Einige Nächte später wurde er von drei Männern angegriffen. Er wachte auf, setzte sich gegen die Angreifer zur Wehr und floh zu einer Polizeipatrouille am Haupteingang von Moria. Er habe die Nacht daraufhin auf dem Bürgersteig verbracht, wo es zumindest sicher war. Da es keinen Dolmetscher gab, konnte er den Polizisten nicht einmal erklären, was passiert war.

Die Bedingungen im Flüchtlingscamp Moria haben sich zunehmend verschlechtert. 12.800 Menschen leben in Containern und Zelten im Lager und auf einem angrenzenden Olivenhain – das entspricht der fünffachen Zahl an BewohnerInnen, für die das Aufnahmezentrum ursprünglich ausgelegt war.

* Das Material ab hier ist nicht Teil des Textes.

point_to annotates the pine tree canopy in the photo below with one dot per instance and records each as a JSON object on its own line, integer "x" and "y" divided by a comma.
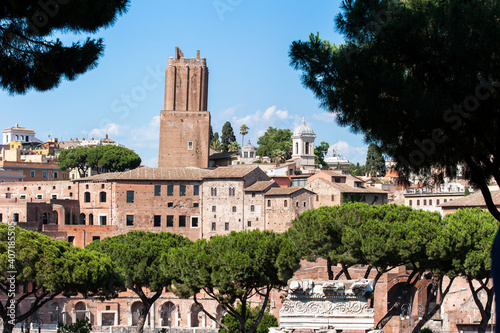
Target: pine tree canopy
{"x": 30, "y": 56}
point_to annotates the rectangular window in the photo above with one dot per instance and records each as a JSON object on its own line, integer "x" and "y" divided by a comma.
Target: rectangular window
{"x": 157, "y": 190}
{"x": 130, "y": 220}
{"x": 170, "y": 221}
{"x": 157, "y": 220}
{"x": 130, "y": 196}
{"x": 182, "y": 221}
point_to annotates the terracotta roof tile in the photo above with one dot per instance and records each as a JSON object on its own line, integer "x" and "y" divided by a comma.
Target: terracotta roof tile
{"x": 285, "y": 190}
{"x": 146, "y": 173}
{"x": 231, "y": 172}
{"x": 261, "y": 186}
{"x": 476, "y": 199}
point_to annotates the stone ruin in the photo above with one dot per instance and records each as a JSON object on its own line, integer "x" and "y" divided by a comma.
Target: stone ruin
{"x": 327, "y": 306}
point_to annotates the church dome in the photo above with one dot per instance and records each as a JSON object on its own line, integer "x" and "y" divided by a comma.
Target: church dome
{"x": 249, "y": 146}
{"x": 303, "y": 130}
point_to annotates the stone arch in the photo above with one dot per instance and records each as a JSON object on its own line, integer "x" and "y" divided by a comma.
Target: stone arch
{"x": 195, "y": 315}
{"x": 219, "y": 314}
{"x": 80, "y": 311}
{"x": 134, "y": 310}
{"x": 167, "y": 314}
{"x": 55, "y": 313}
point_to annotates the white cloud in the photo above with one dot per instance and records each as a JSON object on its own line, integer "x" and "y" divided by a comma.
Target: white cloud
{"x": 149, "y": 132}
{"x": 353, "y": 154}
{"x": 112, "y": 129}
{"x": 326, "y": 117}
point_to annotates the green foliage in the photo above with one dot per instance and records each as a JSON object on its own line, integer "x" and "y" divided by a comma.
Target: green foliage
{"x": 81, "y": 326}
{"x": 215, "y": 142}
{"x": 232, "y": 268}
{"x": 74, "y": 158}
{"x": 54, "y": 265}
{"x": 243, "y": 131}
{"x": 109, "y": 158}
{"x": 268, "y": 320}
{"x": 375, "y": 163}
{"x": 465, "y": 242}
{"x": 137, "y": 256}
{"x": 320, "y": 153}
{"x": 399, "y": 80}
{"x": 227, "y": 136}
{"x": 32, "y": 58}
{"x": 234, "y": 146}
{"x": 357, "y": 170}
{"x": 275, "y": 143}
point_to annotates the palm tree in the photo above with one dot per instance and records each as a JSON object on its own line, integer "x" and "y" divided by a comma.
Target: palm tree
{"x": 243, "y": 131}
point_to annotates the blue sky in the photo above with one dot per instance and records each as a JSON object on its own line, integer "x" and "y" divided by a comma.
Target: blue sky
{"x": 246, "y": 44}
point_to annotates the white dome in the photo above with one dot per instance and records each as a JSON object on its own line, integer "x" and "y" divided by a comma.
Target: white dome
{"x": 303, "y": 130}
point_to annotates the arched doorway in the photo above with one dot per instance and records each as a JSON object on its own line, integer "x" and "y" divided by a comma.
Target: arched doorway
{"x": 167, "y": 313}
{"x": 55, "y": 313}
{"x": 80, "y": 311}
{"x": 196, "y": 314}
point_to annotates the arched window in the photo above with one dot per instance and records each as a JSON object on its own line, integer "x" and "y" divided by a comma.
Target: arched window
{"x": 167, "y": 312}
{"x": 102, "y": 196}
{"x": 81, "y": 310}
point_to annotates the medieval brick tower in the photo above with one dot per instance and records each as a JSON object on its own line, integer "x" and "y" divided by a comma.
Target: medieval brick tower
{"x": 185, "y": 121}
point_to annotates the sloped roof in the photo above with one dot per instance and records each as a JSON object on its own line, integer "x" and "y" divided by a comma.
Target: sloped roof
{"x": 146, "y": 173}
{"x": 285, "y": 190}
{"x": 230, "y": 172}
{"x": 261, "y": 186}
{"x": 345, "y": 188}
{"x": 475, "y": 199}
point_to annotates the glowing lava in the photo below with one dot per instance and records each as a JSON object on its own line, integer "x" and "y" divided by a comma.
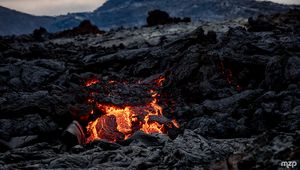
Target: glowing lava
{"x": 119, "y": 123}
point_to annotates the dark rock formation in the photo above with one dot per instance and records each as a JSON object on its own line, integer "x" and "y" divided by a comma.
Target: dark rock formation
{"x": 157, "y": 17}
{"x": 234, "y": 93}
{"x": 85, "y": 27}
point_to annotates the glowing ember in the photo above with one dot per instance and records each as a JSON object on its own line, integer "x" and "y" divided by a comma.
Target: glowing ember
{"x": 91, "y": 82}
{"x": 119, "y": 123}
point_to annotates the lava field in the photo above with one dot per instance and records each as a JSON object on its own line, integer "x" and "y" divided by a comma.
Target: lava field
{"x": 179, "y": 96}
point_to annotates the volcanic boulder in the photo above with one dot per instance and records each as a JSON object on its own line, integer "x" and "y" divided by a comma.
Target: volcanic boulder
{"x": 85, "y": 27}
{"x": 158, "y": 17}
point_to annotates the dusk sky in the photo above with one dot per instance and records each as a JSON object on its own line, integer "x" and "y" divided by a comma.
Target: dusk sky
{"x": 52, "y": 7}
{"x": 58, "y": 7}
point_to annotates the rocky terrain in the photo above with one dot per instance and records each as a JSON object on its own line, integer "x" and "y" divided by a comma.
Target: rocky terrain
{"x": 233, "y": 88}
{"x": 130, "y": 13}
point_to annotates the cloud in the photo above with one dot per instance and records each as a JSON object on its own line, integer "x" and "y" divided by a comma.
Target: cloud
{"x": 52, "y": 7}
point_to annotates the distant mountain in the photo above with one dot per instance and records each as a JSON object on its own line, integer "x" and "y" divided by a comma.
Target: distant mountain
{"x": 14, "y": 22}
{"x": 116, "y": 13}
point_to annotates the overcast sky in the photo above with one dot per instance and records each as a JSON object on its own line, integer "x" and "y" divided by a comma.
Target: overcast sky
{"x": 57, "y": 7}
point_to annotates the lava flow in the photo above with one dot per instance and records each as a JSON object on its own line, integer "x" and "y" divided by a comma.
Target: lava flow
{"x": 119, "y": 123}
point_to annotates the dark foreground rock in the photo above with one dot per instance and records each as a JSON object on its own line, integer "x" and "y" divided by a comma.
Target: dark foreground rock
{"x": 235, "y": 94}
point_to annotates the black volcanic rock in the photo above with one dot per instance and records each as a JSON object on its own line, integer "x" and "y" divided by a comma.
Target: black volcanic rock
{"x": 157, "y": 17}
{"x": 85, "y": 27}
{"x": 235, "y": 94}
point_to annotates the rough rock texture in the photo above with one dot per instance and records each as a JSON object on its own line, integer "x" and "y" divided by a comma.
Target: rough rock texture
{"x": 234, "y": 91}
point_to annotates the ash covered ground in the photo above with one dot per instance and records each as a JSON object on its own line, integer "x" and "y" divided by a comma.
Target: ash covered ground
{"x": 233, "y": 87}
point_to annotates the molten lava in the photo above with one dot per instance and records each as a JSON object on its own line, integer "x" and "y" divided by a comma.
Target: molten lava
{"x": 119, "y": 123}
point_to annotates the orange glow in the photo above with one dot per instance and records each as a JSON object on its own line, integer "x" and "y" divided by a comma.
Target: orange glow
{"x": 119, "y": 123}
{"x": 91, "y": 82}
{"x": 159, "y": 82}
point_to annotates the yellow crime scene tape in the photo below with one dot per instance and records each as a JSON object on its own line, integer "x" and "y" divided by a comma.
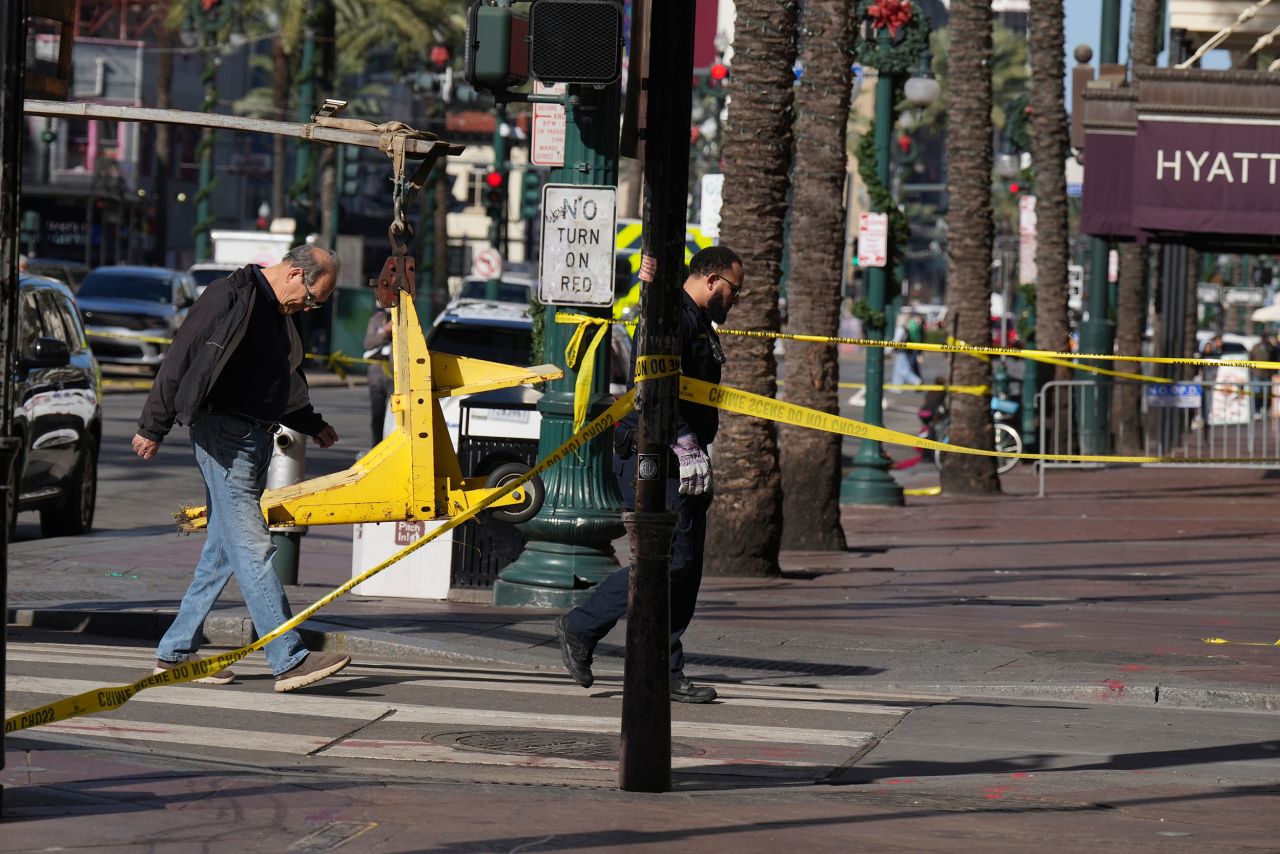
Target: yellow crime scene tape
{"x": 996, "y": 351}
{"x": 1239, "y": 643}
{"x": 981, "y": 391}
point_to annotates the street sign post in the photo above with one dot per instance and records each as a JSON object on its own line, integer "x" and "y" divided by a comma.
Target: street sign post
{"x": 576, "y": 264}
{"x": 872, "y": 240}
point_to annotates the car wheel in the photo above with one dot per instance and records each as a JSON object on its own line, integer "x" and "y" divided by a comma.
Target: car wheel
{"x": 73, "y": 515}
{"x": 534, "y": 493}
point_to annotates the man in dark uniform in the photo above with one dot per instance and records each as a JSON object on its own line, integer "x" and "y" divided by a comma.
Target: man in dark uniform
{"x": 233, "y": 371}
{"x": 713, "y": 286}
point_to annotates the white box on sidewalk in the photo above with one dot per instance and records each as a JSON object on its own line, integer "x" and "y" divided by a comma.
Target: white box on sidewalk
{"x": 424, "y": 574}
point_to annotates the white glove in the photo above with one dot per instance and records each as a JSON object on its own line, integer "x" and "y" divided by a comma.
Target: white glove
{"x": 695, "y": 467}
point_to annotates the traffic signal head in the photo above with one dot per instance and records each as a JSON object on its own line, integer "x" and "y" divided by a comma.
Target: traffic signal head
{"x": 494, "y": 193}
{"x": 575, "y": 41}
{"x": 530, "y": 195}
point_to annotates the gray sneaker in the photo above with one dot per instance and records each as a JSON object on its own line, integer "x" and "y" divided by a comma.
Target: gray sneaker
{"x": 575, "y": 654}
{"x": 220, "y": 677}
{"x": 312, "y": 668}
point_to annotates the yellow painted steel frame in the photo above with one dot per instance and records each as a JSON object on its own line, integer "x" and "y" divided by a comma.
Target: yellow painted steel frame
{"x": 414, "y": 473}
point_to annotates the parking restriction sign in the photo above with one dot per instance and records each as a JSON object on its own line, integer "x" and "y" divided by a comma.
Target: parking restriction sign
{"x": 872, "y": 240}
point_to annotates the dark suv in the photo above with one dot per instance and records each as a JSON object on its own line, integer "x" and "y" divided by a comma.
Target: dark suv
{"x": 58, "y": 415}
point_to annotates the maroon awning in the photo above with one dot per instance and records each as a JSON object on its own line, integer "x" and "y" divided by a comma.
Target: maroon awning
{"x": 1202, "y": 173}
{"x": 1106, "y": 205}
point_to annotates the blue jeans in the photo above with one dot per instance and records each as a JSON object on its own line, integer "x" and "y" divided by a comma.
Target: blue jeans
{"x": 595, "y": 617}
{"x": 233, "y": 455}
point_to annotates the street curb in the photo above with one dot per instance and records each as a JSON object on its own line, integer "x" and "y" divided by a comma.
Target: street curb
{"x": 323, "y": 635}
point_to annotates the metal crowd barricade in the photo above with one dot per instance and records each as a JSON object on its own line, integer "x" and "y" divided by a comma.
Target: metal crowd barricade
{"x": 1059, "y": 432}
{"x": 1237, "y": 419}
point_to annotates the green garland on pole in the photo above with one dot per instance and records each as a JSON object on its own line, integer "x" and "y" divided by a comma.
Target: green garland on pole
{"x": 904, "y": 49}
{"x": 880, "y": 196}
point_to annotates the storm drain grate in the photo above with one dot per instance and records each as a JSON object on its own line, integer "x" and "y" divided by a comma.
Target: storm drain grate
{"x": 545, "y": 743}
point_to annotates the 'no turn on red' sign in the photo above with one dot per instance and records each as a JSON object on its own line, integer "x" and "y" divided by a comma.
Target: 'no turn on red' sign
{"x": 576, "y": 265}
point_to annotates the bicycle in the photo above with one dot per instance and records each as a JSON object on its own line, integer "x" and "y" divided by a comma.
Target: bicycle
{"x": 1006, "y": 441}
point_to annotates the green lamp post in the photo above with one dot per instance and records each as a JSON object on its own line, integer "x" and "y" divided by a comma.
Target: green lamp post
{"x": 1097, "y": 333}
{"x": 209, "y": 18}
{"x": 895, "y": 39}
{"x": 570, "y": 547}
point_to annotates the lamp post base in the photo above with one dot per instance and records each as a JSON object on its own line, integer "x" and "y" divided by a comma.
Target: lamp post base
{"x": 869, "y": 482}
{"x": 553, "y": 575}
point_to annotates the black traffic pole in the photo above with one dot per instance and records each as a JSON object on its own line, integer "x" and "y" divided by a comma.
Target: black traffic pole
{"x": 645, "y": 758}
{"x": 12, "y": 65}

Fast 1.000 Kinder, die meisten davon Jugendliche, leben in Moria ohne ihre Eltern oder Verwandte. Die Hälfte der Kinder und Jugendlichen ist in vier geschützten Bereichen und einer Sicherheitszone untergebracht. Der Rest schläft in einem zeltähnlichen Lagerhaus, in dem auch erwachsene Asylsuchende untergebracht sind.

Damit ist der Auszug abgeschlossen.